Ivers listed a few components that she believes will be crucial for confronting coronavirus successfully in vulnerable populations:

  • Rapid scale-up of point-of-care testing and diagnostics
  • Inclusion of low-income settings in emergency research
  • Involvement of researchers from low-income countries

“Talent is equally distributed, but resources are not,” she said.

She also emphasized that any successful intervention must also include support to provide food and shelter for economically vulnerable populations to make social distancing possible and slow the flood of new cases.

Building a solid foundation for health, resiliency, security

While insecurity, poverty, war and political instability make outbreaks worse, improving health care systems to fight epidemics can also improve security at the individual, community, national and global levels, said Vanessa Kerry, an HMS associate professor of medicine at Mass General and the director of the HMS Program in Global Public Policy and Social Change.

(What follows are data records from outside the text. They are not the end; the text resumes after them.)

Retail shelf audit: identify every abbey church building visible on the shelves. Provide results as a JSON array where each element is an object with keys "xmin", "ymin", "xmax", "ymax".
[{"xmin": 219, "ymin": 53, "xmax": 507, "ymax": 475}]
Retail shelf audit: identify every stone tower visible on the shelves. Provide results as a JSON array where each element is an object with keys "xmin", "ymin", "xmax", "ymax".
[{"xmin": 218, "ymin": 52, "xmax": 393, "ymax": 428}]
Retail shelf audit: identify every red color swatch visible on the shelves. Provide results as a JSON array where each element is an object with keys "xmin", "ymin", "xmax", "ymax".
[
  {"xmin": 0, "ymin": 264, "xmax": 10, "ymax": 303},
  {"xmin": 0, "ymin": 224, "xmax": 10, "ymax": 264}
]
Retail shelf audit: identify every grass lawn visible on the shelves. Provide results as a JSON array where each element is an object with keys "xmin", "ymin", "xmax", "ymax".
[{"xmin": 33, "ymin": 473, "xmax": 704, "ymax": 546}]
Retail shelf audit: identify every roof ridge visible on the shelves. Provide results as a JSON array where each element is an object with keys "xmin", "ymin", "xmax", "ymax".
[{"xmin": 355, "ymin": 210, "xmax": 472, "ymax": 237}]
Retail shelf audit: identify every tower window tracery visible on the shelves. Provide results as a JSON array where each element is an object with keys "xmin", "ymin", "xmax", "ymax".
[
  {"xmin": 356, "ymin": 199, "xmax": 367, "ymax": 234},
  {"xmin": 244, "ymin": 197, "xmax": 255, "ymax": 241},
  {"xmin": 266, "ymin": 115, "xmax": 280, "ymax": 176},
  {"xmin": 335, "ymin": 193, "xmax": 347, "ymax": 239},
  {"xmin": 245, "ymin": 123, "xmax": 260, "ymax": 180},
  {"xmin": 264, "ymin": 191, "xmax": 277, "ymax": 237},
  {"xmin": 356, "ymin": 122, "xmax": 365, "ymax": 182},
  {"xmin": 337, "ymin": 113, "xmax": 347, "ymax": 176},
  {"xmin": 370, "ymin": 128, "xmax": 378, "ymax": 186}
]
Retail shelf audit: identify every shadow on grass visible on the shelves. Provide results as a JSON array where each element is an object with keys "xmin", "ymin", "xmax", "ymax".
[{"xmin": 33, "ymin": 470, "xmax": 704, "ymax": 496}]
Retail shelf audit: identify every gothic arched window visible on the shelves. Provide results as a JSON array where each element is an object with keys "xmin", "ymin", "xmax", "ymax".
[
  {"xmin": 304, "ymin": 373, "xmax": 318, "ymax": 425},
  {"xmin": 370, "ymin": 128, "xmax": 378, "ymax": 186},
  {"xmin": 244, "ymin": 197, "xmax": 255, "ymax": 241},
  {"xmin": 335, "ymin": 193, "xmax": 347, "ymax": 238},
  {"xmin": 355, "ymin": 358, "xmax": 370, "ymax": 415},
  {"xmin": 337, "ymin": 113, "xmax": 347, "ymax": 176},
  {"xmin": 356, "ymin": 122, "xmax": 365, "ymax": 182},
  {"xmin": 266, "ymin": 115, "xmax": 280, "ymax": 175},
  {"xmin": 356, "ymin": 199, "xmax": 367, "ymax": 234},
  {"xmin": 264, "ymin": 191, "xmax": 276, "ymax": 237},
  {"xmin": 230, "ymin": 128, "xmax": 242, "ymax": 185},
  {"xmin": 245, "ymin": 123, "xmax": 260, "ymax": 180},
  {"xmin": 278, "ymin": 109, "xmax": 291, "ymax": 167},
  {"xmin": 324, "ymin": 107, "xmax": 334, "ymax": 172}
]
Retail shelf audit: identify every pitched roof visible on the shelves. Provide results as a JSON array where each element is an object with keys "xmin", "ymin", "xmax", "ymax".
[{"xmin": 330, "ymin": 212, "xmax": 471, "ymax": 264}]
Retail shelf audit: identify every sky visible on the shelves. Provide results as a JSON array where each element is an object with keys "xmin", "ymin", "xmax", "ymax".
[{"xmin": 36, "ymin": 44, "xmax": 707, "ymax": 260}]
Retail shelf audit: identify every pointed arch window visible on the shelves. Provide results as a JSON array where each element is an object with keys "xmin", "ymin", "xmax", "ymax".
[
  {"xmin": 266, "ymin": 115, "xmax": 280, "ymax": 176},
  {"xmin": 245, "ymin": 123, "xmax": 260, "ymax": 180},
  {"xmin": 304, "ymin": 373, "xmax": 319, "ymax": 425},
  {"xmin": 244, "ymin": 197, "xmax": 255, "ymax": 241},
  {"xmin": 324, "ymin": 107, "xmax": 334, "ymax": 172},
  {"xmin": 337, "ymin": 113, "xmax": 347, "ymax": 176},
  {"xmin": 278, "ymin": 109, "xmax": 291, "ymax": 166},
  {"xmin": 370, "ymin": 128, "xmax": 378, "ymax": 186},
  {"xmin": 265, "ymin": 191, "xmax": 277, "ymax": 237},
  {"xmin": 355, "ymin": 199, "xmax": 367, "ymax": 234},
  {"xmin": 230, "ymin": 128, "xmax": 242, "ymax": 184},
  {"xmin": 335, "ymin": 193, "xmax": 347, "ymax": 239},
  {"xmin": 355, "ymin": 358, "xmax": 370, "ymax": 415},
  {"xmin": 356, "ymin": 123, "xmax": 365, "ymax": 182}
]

The sudden, intense global focus on stemming the coronavirus pandemic is also providing opportunities to make lasting improvements to health, security and prosperity, Kerry said. By building more resilient health care systems that will be better prepared to respond to the next pandemic, more communities will be able to handle the chronic health care crises they routinely confront, such as the epidemics of premature mortality that plague mothers and infants around the world,

The best way to confront the new coronavirus is to invest in people and equipment, and to surface the local solutions that will come from people who are “living the data every day,” said Kerry. In this way, she said, countries can build foundations for resilient, integrated health care systems and “unlock and unleash that potential in a way that is enduring and holistic.”